Its a tricky atmosphere, you will get the macho guys as well as the family mother/daughter pairs. We do not profit share, we offer a small percentage of initial signups and offer health club members a discounted rate. The health clubs insurance is used as its their facilities and mostly their members. Our classes are not a free class for health club memebrs, its better for everyone if we are not paid by the club, but by the students.

7sm


----------



## Drac (Feb 26, 2006)

*Shirt Ripper *and *Kacey *said all that I was going to..Let me add that make sure that you have the ultimate power to eject anyone who is disruptive and endanger himself or other students..Don't let them pull that "But they're longtime members" crap..If you say they're out, then they're OUT...


----------



## Zoran (Feb 26, 2006)

*7startmantis*, thanks for the different perspective.

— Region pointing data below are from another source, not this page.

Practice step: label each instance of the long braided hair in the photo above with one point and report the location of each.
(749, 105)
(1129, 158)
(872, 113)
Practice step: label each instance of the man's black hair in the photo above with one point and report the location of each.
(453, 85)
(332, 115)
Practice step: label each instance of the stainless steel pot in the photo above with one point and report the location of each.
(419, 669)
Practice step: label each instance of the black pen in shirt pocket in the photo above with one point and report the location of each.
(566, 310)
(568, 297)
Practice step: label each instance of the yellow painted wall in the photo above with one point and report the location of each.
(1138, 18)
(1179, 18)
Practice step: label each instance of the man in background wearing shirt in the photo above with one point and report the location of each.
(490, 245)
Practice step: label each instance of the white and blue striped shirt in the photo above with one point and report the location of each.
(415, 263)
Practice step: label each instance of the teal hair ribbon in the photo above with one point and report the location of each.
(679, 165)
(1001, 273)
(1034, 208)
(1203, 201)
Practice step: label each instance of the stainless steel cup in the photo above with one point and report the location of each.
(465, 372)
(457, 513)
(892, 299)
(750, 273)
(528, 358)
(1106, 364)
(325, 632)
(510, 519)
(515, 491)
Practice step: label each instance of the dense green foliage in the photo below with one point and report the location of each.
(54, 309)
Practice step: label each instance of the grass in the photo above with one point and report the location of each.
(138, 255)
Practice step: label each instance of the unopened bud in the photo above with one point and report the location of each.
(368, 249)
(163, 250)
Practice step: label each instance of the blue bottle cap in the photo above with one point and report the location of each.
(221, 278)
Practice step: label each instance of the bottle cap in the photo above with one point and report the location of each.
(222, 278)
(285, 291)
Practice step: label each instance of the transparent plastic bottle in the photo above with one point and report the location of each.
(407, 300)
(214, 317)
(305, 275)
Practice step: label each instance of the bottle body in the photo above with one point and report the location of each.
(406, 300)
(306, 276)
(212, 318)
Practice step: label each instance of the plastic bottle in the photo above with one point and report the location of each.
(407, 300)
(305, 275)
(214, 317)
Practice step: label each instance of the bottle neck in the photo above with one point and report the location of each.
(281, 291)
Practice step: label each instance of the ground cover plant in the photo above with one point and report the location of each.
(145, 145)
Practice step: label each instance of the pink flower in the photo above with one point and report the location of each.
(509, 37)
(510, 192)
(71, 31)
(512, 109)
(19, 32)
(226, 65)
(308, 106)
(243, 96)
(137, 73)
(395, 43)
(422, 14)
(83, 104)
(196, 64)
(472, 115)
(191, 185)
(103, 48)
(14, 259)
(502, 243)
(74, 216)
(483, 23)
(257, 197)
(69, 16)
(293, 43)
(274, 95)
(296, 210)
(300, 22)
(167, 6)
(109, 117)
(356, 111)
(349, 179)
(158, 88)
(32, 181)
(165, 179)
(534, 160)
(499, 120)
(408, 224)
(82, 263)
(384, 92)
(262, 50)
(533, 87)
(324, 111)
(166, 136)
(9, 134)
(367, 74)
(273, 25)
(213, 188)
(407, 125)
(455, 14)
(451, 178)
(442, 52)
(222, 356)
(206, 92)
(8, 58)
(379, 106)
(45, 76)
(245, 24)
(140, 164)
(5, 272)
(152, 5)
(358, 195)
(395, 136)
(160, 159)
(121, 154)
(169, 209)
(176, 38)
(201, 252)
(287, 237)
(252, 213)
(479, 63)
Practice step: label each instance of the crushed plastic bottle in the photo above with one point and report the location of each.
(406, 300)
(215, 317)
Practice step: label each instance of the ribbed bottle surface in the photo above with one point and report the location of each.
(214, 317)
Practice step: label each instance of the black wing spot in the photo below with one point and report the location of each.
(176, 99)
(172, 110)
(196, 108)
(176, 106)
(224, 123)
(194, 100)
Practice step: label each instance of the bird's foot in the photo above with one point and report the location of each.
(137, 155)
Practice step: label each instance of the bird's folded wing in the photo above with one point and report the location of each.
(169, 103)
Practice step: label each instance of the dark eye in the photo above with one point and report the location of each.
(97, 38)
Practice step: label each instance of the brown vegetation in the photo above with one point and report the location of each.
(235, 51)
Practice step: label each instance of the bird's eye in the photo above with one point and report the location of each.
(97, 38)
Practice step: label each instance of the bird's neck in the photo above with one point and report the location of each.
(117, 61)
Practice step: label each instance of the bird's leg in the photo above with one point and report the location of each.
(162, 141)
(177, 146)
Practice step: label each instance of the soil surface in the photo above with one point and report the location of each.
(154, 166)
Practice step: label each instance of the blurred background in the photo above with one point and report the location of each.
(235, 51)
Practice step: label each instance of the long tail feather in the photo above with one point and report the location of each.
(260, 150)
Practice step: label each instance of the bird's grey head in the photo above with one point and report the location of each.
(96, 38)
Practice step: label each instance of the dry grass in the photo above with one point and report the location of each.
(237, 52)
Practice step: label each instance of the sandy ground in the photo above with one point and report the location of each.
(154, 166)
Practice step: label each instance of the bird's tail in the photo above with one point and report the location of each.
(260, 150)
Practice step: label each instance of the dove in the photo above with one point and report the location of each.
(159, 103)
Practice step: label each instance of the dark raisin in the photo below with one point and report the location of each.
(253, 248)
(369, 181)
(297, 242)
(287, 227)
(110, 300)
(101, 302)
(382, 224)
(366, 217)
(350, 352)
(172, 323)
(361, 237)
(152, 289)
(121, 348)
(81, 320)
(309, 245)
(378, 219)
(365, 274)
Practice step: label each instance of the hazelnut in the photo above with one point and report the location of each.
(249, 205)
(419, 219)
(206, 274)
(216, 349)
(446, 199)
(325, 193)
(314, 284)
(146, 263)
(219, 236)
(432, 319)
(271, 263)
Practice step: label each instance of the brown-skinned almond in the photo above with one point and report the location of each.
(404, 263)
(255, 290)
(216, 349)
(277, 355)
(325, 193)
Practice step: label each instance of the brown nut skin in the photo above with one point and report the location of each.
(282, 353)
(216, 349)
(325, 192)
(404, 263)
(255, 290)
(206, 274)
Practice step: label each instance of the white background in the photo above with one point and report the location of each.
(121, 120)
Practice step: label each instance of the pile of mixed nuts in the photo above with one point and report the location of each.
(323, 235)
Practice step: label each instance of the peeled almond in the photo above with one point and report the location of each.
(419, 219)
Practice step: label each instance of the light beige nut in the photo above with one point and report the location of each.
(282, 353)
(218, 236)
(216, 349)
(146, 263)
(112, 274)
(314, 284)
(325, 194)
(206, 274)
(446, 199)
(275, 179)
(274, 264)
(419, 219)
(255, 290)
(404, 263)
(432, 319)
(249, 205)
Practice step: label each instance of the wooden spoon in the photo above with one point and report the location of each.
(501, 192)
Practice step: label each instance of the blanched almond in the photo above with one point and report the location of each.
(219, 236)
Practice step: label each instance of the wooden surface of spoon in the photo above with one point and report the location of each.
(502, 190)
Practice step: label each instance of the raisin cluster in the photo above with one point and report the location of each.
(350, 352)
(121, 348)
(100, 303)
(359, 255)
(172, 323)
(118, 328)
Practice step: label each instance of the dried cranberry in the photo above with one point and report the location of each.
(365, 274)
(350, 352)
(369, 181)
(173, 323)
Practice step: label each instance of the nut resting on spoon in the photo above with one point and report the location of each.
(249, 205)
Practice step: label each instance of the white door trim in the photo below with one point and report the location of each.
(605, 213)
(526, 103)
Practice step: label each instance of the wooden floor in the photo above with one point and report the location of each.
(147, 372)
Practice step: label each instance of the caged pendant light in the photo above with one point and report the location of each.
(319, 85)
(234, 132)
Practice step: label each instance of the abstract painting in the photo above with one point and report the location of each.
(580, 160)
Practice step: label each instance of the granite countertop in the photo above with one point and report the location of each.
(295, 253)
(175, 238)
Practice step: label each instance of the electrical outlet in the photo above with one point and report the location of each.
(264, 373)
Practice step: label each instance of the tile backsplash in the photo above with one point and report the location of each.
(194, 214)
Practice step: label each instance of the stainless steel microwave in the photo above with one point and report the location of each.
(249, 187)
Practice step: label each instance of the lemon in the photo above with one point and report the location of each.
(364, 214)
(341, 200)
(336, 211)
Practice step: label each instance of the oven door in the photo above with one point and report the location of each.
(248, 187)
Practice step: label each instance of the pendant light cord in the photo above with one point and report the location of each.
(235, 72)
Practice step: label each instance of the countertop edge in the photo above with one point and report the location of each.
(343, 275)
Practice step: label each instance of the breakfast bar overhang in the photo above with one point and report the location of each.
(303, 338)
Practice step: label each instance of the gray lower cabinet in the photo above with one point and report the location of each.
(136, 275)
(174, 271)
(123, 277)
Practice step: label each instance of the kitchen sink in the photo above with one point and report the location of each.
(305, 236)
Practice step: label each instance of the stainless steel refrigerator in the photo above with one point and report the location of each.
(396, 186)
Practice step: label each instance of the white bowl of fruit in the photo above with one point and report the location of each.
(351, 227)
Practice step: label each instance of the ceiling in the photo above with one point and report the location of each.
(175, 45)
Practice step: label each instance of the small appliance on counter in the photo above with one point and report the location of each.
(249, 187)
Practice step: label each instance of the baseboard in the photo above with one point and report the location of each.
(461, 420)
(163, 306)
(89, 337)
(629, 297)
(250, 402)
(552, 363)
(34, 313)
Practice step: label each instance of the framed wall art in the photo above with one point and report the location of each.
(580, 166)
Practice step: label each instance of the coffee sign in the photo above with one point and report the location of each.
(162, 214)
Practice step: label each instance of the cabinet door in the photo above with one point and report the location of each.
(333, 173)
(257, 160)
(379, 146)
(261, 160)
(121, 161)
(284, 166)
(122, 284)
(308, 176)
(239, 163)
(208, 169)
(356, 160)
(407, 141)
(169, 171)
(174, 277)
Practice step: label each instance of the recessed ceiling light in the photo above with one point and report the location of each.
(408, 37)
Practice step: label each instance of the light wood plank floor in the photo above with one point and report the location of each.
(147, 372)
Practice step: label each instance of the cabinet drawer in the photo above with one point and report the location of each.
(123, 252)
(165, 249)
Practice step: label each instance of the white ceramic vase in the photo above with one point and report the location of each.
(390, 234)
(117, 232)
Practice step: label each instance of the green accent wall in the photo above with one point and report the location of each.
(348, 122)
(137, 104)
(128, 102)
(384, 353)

At the moment, this is the first time I am going on my own. I've been teaching at my instructor's school for the last 12 years, so it is going to be a little different than your set up.

*Drac*, thanks for the advise on student ejection policy. I actually brought this up to them already and they already agreed on that. It's nice to know I'm on the right track.

Anyone else thinks of something, please mention it. Even if it seems obvious to you. Sometimes we can miss forest through the trees.


----------



## IcemanSK (Mar 3, 2006)

I would parrott the "get your own insurance" & "make sure you can lock your gear" thoughts.


----------